Request came the same day that WikiLeaks released tens of thousands of classified State Department cables

Hillary Clinton
Hillary Clinton / AP
September 1, 2015

On the same day that the "hacktivist" group WikiLeaks posted tens of thousands of classified State Department communications online, then-Secretary of State Hillary Clinton told a top deputy to send now-classified information to her personal email address, newly released emails reveal.

"Here’s my personal email," Clinton told former Sen. George Mitchell, then Clinton’s special envoy for Middle East peace. "Pls use this for reply."

Mitchell responded with details of discussions with Italian foreign minister Franco Frattini. Most of the contents of the email, released by the State Department on Monday night, are redacted pursuant to a Freedom of Information Act exemption designed to protect classified national security information.

Another Mitchell email in response to Clinton’s request discussed conversations with Spanish foreign minister Miguel Angel Moratinos. Contents of that email are also redacted, citing the same FOIA exemption.
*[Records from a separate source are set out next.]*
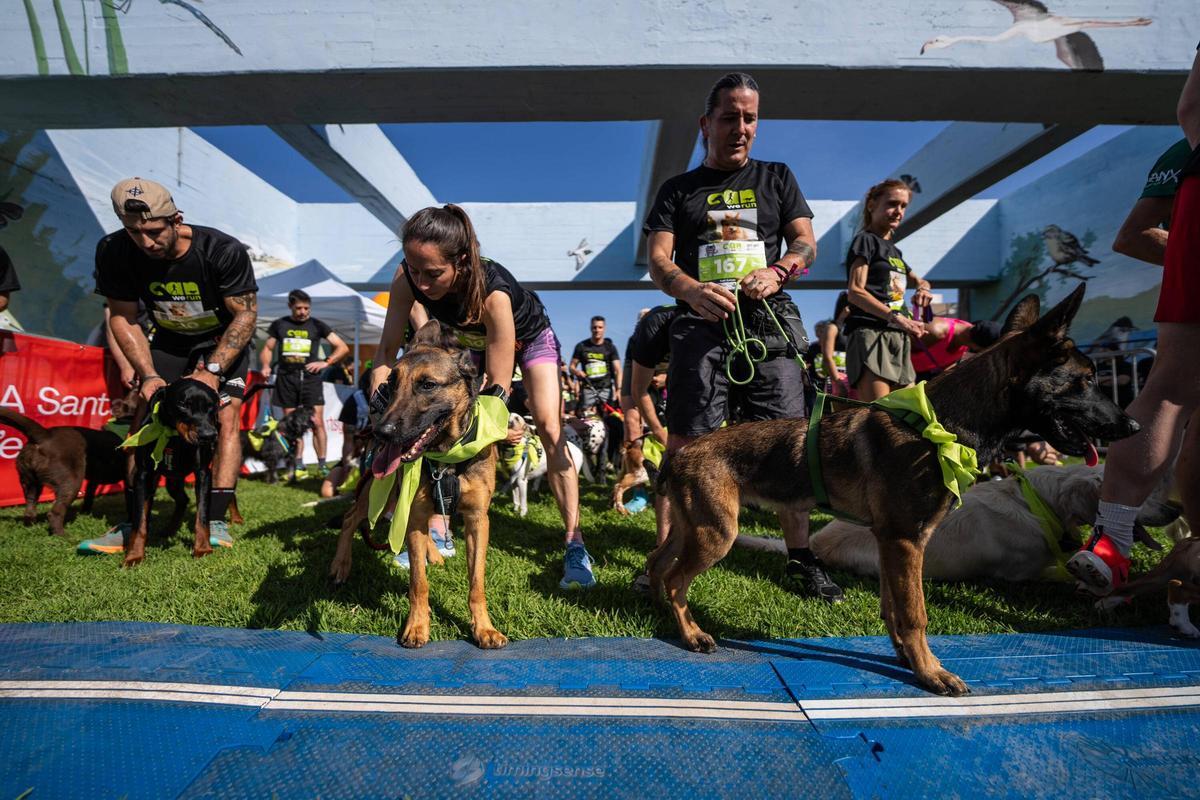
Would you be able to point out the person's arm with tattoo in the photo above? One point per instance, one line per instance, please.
(709, 300)
(132, 341)
(235, 337)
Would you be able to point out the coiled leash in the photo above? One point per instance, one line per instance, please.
(742, 346)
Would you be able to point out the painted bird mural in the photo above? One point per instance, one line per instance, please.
(1033, 20)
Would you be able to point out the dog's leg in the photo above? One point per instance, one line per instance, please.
(144, 486)
(418, 542)
(702, 543)
(64, 494)
(201, 545)
(89, 497)
(900, 563)
(340, 569)
(475, 524)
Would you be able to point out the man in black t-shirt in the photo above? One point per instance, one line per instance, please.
(199, 288)
(298, 378)
(597, 364)
(719, 229)
(9, 282)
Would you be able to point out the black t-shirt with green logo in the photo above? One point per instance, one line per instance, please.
(708, 208)
(185, 296)
(595, 361)
(298, 342)
(887, 277)
(528, 314)
(1164, 176)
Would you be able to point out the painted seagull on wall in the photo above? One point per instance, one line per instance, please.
(1035, 22)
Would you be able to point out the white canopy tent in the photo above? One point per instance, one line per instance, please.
(352, 316)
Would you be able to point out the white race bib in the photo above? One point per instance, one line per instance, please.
(727, 262)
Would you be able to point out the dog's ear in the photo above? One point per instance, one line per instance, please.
(1055, 324)
(1024, 316)
(430, 334)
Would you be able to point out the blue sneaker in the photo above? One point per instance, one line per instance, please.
(113, 541)
(576, 569)
(219, 534)
(442, 540)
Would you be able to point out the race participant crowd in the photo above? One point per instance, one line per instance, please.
(729, 346)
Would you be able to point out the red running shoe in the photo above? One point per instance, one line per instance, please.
(1099, 565)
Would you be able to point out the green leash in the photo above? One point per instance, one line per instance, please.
(1051, 527)
(742, 346)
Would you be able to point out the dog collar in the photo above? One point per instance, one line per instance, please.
(489, 425)
(151, 432)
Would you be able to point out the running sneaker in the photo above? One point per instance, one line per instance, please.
(442, 540)
(219, 534)
(576, 569)
(113, 541)
(810, 576)
(1098, 565)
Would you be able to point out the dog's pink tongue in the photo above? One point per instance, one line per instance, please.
(387, 461)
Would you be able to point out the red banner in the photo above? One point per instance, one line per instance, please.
(53, 383)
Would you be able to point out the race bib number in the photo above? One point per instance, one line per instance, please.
(729, 262)
(185, 316)
(297, 349)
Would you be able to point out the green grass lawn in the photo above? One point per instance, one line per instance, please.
(275, 577)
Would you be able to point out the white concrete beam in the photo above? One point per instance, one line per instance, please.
(363, 161)
(966, 158)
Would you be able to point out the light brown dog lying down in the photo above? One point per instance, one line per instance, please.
(994, 534)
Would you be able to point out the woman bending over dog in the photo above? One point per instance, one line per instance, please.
(880, 328)
(501, 323)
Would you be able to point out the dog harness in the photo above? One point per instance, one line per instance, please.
(268, 431)
(529, 450)
(151, 432)
(911, 407)
(489, 425)
(1051, 527)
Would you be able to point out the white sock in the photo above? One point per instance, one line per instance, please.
(1117, 523)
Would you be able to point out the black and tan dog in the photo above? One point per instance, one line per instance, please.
(882, 471)
(432, 392)
(189, 410)
(64, 457)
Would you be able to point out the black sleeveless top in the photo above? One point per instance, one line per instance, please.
(528, 314)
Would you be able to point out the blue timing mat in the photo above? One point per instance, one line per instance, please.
(139, 710)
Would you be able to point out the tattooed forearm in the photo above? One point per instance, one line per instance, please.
(807, 252)
(240, 330)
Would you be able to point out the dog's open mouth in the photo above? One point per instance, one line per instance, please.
(396, 453)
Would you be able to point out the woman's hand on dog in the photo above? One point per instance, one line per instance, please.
(150, 385)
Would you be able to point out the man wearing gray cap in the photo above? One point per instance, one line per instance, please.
(199, 288)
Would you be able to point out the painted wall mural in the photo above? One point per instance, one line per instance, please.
(118, 62)
(1033, 22)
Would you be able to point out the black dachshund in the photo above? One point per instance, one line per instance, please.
(279, 445)
(179, 437)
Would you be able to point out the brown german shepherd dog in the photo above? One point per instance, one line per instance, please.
(880, 470)
(433, 386)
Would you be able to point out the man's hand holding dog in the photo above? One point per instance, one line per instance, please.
(761, 283)
(712, 301)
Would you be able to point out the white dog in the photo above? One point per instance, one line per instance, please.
(527, 462)
(993, 534)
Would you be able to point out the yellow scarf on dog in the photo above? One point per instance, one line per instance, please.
(958, 462)
(489, 425)
(151, 432)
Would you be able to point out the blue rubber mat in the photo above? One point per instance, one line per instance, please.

The exchanges took place on July 25, 2010, the same day that WikiLeaks posted roughly 92,000 classified State Department cables stolen by then-Army private Bradley Manning on its website.

Clinton’s department treated the leak very seriously, additional communications released on Monday reveal. In a November 2010 letter, State legal adviser Harold Koh told an attorney representing WikiLeaks chief Julian Assange that his group’s release of classified information "place at risk the lives of countless innocent individuals."

Mitchell’s emails to Clinton were among more than 100 emails released on Monday sent to or from Clinton’s personal email address that contained classified information.

Clinton and her supporters claim she never handled information on her personal email account that was classified at the time it was sent or received, a claim that the inspector general of the intelligence community has contradicted.

Her critics have seized on her handling of classified information to demonstrate her supposed disregard for information security and laws governing classified government communications.

"On hundreds of occasions, Hillary Clinton’s reckless attempt to skirt transparency laws put sensitive information and our national security at risk," Republican National Committee chairman Reince Priebus said in a Monday statement on the emails’ release.

"With the FBI continuing to investigate, Hillary Clinton’s growing email scandal shows she cannot be trusted with the White House," Priebus said.